The stunning level of private sector incompetence that was exposed in the last year may call into question certain assumptions about private vs. public efficiency. Of course our elected officials and appointed bureaucracy weren’t so hot either, so maybe it was a wash.
One strong point for private industry: Private energy conglomerates, which outperformed their state-owned peers. Megan McArdle offers some insightful points:
State oil companies are lovely cash cows when gas prices are rising. But they tend, on the whole, to be very badly run as companies. One often hears that government planning lets companies invest for the very long term, unlike the psychotic short-termism of the stock market.

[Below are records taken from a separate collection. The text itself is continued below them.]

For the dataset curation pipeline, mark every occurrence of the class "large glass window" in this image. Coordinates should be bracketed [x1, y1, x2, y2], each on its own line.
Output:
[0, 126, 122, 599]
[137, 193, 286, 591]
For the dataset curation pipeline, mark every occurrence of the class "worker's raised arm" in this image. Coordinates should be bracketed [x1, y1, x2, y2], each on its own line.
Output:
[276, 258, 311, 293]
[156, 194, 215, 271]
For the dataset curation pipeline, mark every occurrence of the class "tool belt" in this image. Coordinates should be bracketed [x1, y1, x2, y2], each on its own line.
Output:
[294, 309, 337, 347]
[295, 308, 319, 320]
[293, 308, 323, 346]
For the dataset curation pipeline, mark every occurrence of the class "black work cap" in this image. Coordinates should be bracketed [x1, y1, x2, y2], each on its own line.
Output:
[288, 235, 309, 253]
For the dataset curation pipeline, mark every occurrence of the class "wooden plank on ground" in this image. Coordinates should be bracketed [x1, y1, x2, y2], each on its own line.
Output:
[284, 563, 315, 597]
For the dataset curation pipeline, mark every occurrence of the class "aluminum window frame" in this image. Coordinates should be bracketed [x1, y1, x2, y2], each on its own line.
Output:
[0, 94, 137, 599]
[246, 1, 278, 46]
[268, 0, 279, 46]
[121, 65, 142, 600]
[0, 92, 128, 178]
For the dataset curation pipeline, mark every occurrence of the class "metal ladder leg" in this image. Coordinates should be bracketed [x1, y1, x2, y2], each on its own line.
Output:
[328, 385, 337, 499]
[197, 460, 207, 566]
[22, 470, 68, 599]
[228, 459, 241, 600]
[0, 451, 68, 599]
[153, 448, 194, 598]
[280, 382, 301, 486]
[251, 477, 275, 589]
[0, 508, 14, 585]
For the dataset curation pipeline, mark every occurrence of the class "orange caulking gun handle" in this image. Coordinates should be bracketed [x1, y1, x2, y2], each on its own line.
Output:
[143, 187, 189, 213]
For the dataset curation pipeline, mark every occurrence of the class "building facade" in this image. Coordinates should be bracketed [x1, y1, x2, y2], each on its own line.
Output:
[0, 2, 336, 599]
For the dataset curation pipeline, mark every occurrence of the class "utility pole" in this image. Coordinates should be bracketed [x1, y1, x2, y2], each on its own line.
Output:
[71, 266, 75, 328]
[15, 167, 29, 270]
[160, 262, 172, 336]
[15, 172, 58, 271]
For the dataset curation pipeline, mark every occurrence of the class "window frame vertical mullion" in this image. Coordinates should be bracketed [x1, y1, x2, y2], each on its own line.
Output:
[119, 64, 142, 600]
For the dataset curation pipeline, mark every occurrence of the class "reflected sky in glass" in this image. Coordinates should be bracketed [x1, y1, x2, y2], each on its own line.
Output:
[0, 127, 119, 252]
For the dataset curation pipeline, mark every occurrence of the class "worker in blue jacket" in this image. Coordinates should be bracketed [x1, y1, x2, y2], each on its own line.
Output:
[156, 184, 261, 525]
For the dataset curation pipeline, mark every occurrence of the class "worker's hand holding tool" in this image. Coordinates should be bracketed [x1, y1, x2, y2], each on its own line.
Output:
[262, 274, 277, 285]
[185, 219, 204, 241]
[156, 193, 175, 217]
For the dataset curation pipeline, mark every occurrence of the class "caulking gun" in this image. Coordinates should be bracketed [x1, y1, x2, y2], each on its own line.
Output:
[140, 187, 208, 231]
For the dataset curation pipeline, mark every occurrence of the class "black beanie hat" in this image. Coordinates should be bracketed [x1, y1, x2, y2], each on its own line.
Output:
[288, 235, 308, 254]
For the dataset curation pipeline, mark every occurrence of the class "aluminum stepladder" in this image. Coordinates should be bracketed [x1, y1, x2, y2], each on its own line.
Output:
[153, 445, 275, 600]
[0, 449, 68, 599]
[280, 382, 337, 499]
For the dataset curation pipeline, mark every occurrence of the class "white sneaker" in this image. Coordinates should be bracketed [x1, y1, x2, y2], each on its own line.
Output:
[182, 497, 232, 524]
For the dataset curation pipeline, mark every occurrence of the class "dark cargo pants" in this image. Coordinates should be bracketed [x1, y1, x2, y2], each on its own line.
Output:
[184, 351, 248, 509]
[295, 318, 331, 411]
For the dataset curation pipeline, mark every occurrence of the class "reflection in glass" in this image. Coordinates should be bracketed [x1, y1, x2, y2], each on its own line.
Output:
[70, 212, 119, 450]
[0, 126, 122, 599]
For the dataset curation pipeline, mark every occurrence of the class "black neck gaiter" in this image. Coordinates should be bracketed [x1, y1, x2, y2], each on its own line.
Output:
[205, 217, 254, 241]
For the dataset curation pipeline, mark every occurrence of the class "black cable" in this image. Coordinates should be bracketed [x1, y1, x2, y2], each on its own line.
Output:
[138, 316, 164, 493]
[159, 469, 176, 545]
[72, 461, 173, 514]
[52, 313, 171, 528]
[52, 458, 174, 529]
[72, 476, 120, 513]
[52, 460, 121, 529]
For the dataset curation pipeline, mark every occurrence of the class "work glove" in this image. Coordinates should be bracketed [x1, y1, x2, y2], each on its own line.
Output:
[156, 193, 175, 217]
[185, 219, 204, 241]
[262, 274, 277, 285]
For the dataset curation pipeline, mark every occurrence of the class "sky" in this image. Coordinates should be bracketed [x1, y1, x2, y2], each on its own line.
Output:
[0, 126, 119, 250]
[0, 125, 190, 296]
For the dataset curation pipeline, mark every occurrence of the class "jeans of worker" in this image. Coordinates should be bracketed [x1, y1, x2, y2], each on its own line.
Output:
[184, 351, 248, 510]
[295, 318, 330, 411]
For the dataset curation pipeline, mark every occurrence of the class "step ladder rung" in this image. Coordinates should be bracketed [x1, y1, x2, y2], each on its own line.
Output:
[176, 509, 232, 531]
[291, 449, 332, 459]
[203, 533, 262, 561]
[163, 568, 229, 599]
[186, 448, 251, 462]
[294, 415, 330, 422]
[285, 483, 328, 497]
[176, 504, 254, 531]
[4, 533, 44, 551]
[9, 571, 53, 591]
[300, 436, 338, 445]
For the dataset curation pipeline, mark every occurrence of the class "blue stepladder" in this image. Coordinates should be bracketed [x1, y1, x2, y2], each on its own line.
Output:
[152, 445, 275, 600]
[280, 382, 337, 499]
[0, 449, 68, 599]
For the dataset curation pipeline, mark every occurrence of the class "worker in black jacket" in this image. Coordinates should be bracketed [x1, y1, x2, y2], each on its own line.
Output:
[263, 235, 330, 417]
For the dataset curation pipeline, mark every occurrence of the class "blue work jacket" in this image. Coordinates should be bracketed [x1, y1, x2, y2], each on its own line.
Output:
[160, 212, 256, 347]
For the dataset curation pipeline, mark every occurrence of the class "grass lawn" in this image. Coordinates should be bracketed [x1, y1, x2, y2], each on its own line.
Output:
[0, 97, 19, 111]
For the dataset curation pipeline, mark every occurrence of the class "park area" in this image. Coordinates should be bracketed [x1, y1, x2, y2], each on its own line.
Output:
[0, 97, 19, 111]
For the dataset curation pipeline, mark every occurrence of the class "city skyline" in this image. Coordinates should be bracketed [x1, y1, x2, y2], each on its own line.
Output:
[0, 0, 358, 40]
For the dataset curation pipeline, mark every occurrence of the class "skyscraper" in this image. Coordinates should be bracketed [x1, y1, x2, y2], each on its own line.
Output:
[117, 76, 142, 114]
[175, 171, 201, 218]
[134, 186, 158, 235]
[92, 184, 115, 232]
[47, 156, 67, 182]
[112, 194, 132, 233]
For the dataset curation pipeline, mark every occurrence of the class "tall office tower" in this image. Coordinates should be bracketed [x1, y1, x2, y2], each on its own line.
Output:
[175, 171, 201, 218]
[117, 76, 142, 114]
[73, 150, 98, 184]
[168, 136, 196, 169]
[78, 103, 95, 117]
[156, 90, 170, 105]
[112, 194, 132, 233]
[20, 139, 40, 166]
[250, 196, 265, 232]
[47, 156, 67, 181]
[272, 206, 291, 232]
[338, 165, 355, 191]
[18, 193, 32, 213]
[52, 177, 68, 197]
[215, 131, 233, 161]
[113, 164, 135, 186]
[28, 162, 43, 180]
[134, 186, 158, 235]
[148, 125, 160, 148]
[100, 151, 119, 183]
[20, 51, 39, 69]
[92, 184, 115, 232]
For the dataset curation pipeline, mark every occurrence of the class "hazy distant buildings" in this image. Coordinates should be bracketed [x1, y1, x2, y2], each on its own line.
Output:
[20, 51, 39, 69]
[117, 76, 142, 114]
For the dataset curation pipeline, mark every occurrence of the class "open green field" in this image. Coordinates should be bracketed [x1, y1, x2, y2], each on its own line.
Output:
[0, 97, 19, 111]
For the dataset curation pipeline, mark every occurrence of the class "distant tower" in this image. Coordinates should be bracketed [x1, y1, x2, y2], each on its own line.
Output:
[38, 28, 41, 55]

But at least in the case of oil, this often seems to be reversed. The government’s priority is maximizing the size of the benefits available for its politicians to distribute now, not 10 years ago when they’ll be dead or out of office. The private oil companies planned for the strong possibility that the price of oil would drop dramatically. Meanwhile, other state-owned companies let the money run out as fast as it came in. Venezuela and Iran notoriously diverted desperately needed investment funds into social spending, while Gazprom and Rosneft went on a buying binge, snapping up assets that now look overpriced even though the government leaned on the private sellers to offer them at steep discounts. Now investors are fleeing the Russian firms, and I imagine that Hugo Chavez, whose chronic underinvestment caused Venezuela’s output to fall in absolute terms, is wondering how to tell the Venezuelan people that there’s no money for all their favourite programs. At least he doesn’t have nukes.
So the big energy companies did the right thing by not spending like crazy, and keeping their assumptions conservative. Unlike financial firms, they didn’t assume the good times would last forever. Yet it was the oil companies who chastised and hauled before congress and threatened with windfall profit taxes. Pundits scolded them for not investing enough in new exploration. The financials have only been rebuked ex-post facto. Wonder if the majors will get letters of apology.